My 4 month old baby spent 4.5 days with the grandparents and she is a complete monster, they spoiled her and I’m paying for it. As wonderful and cute as my baby is she is really working my nerves :( I can’t think straight with all the crying, and whining. This has to be God testing my patience because this is the worst she has ever acted! I feel like I’m eating away at my emotions, I didn’t think I was an emotional eater but I might be. I’m afraid to get on the scale I’m sure, I’ve gained 5lbs back or at least that’s how I feel. To make matters worse my job (which is more like projects I do for a company and they pay me for each job) gave me 2 project that have been very tedious, they’ve consumed a lot of my time and that’s mainly because I have to go back and forth between baby and work all stinking day so I can’t concentrate.

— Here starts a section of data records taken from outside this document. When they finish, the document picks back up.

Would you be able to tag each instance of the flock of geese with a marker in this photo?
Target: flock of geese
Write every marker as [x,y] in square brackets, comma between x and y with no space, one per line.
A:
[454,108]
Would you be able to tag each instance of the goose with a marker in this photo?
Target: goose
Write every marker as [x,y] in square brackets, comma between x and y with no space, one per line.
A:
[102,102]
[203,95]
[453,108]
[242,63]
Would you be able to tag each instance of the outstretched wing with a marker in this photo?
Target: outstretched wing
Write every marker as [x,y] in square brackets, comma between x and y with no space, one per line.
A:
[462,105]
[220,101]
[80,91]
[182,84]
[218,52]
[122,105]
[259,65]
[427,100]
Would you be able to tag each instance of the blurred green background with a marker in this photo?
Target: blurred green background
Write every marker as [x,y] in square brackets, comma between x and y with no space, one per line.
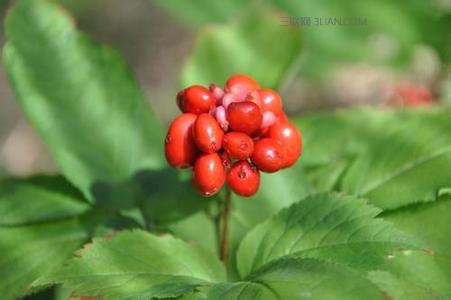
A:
[373,48]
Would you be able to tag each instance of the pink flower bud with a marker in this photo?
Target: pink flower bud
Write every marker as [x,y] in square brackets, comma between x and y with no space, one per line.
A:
[217,92]
[221,117]
[228,99]
[268,119]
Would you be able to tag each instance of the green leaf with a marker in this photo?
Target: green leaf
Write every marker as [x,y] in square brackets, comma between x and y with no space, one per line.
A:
[297,278]
[328,227]
[276,191]
[28,252]
[418,275]
[428,222]
[80,97]
[38,199]
[255,44]
[136,264]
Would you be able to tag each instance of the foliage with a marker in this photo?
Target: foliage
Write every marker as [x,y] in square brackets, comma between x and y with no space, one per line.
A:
[364,214]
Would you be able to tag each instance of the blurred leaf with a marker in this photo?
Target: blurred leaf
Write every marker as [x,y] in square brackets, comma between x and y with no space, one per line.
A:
[327,227]
[255,44]
[200,12]
[38,199]
[167,197]
[28,252]
[80,97]
[408,163]
[387,35]
[381,155]
[136,264]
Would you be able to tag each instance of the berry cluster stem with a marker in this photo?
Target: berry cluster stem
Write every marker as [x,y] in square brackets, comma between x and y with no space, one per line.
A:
[225,214]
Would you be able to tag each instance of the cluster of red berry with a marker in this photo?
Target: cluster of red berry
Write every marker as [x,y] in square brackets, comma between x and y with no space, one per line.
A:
[230,135]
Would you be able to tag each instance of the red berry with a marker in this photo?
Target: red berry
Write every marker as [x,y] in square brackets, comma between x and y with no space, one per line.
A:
[268,155]
[270,101]
[283,117]
[196,99]
[241,82]
[243,179]
[209,174]
[179,147]
[290,138]
[238,145]
[207,134]
[244,117]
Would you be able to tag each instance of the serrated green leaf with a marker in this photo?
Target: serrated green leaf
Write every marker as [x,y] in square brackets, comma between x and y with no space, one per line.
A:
[138,265]
[201,12]
[299,278]
[415,275]
[80,97]
[28,252]
[428,222]
[255,44]
[38,199]
[276,191]
[328,227]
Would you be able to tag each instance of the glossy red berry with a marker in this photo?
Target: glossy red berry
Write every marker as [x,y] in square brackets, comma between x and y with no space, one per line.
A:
[270,101]
[243,179]
[196,99]
[268,155]
[209,174]
[238,145]
[290,138]
[240,82]
[244,117]
[207,133]
[179,147]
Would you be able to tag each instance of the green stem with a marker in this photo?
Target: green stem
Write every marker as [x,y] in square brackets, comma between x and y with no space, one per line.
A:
[225,215]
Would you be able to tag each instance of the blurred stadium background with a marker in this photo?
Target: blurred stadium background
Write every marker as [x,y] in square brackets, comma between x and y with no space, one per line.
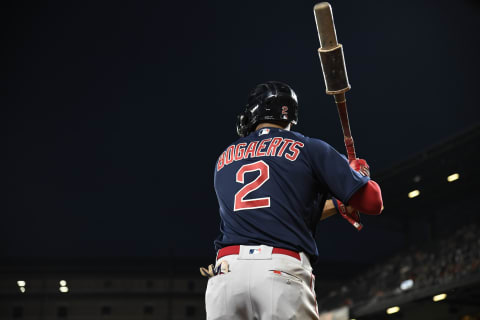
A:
[430,200]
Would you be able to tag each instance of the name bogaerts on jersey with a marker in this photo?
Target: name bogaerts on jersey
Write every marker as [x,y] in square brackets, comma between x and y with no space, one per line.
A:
[271,147]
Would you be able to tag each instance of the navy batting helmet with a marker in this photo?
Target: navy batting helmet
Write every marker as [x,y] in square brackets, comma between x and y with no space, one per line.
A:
[272,101]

Sigh, I’m just really frustrated and depressed right now, oh NEW YEARS can’t wait for you to get here! I’ll be starting my new workout plan, changing diet and doing a 10 day cleanse to start off my healthy ways.
EDIT: I weighed myself, I still weight 125 thankfully!
I’m packing! Heading to Missouri for about 5 days, but I will remember to eat healthy, I will also try to go walking. Anyways, so the other day I weighed myself and I was 124 lbs after eating :D I’m excited I’m finally losing some weight after being stuck at 126-125 lbs for weeks and I measured myself and I’ve lost about 2” as well which is always nice…eating smaller portions throughout the day and staying away from junk food yay me! Okay, okay got to go need to start packing leave in a couple hours!